Turkey’s favourite is the NLF, which is led by Fadlallah al-Hajji, a Muslim Brotherhood ally. The NLF includes Turkey-friendly Islamists like Ahrar al-Sham, the Noureddine al-Zengi Brigades, Failaq al-Sham, Jaish al-Ahrar, and groups that fought under the Free Syrian Army banner, like the Victory Army and the 2nd Coastal Division.
Big but brittle, the NLF is held together by Turkish sponsorship and shared enemies: al-Assad’s government, Syrian Kurdish groups, and hardline jihadists.
The NLF’s main rival in Idlib is Tahrir al-Sham, a jihadist group that controls the provincial capital, the Bab al-Hawa border crossing with Turkey, and other key areas in Idlib.
Led by Abu Mohammed al-Golani, Tahrir al-Sham grew out of what used to be the Nusra Front, Syria’s official al-Qaeda franchise. It is classified as a terrorist group by the UN as well as by the United States, Turkey, and many other nations. Moscow and Damascus typically point to the group’s presence when launching new military offensives.
Tahrir al-Sham has a murky relationship with Turkey. Al-Golani appears to engage pragmatically with Turkish intelligence but refuses to fully submit to Ankara’s diktat.
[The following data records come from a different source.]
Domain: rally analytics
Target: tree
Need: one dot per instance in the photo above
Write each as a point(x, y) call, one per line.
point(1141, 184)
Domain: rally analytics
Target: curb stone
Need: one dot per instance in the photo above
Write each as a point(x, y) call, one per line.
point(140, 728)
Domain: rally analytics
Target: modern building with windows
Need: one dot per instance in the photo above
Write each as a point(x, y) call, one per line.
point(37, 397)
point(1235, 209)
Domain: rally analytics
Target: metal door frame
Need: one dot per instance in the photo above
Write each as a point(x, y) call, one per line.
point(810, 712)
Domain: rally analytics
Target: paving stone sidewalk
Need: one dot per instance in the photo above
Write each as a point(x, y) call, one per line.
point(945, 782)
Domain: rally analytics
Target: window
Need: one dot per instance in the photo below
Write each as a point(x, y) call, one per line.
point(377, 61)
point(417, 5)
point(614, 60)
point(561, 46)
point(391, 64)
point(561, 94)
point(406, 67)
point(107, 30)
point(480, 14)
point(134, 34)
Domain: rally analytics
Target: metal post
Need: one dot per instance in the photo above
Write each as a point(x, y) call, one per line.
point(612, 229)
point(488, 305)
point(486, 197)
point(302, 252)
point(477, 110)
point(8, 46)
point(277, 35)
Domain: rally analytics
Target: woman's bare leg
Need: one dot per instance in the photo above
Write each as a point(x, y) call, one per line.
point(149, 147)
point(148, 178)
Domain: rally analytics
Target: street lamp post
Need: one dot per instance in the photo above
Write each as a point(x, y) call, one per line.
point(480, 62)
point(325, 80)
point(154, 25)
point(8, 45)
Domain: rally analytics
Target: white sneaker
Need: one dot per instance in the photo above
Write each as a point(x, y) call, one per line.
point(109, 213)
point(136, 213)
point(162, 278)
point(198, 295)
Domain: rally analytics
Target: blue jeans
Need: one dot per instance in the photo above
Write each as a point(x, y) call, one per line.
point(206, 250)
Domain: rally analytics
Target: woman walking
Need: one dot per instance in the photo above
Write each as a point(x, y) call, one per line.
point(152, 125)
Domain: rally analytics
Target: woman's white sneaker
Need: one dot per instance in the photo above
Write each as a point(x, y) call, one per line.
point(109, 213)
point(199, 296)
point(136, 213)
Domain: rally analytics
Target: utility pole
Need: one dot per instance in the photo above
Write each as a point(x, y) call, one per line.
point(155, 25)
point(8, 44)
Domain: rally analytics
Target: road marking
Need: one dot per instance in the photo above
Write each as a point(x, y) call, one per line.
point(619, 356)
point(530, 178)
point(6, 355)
To his dismay, Turkey keeps pushing for control over the entire Idlib insurgency. Turkish officers tell rebels the only way to appease Russia and keep al-Assad out of Idlib is for Tahrir al-Sham to dissolve and let its members join the NLF.
Some Tahrir al-Sham members seem to agree. Syrian analysts, including Ahmed Aba-Zeid, a well-connected Syrian researcher who supports the non-jihadist opposition, told IRIN that Turkey now dominates one wing of the group.
Al-Golani is also under pressure from jihadist hardliners who portray him as a Turkish tool and a sellout.
“Al-Qaeda leaders in Syria tend to see Tahrir al-Sham, and Abu Mohammed al-Golani in particular, as unprincipled and treacherous,” Cole Bunzel, a research fellow in Islamic Law and Civilisation at Yale University, told IRIN. Bunzel said hardliners view Tahrir al-Sham as “having disobeyed the al-Qaeda emir [leader] in breaking off from the organisation, and since then persecuting al-Qaeda members in Syria.”
Some of al-Golani’s jihadist critics, many of whom are Jordanians and Palestinians, have gathered in a pro-al-Qaeda splinter faction known as Hurras al-Deen. The group is small, but its religious criticism stings and adds to al-Golani’s challenges. He must now simultaneously fend off further defections to Hurras al-Deen and prevent his other flank from being peeled off by Turkey, whose “good cop” attitude is backed up by the threat of a regime offensive.
A Tahrir al-Sham official again rejected calls for the group’s dissolution on 28 August, but added that it seeks “a salutary solution in the liberated north that spares our people the expected aggression.” Behind the scenes, the group appears to be negotiating with Turkey, while Turkey negotiates with Russia.
In Aba-Zeid’s view, how Tahrir al-Sham evolves in the future will depend on Ankara and Moscow.”
What we aren’t seeing here is accountability. Who speaks for the 3 million in Idlib? Their elected government is in Damascus, but no one in Idlib was allowed to vote. In fact, there is no freedom to speak or assemble there whatsoever, only staged White Helmet gas attacks and mob rule by a series of factions receiving vast military support from the United States despite the fact that the US considers them terrorists.
In fact, the organization receiving the most American support is the primary target of America’s counter-terrorism efforts, al Qaeda.
Where did al Qaeda learn to govern? Why do Trump and his henchmen recognize them as a ruling body? Isn’t there something in American lore about “consent of the governed?” Isn’t this one of the Jeffersonian concepts on which America is based?
Then again, is it fair to consider rule by mercenaries and terrorists a monstrosity? We think so.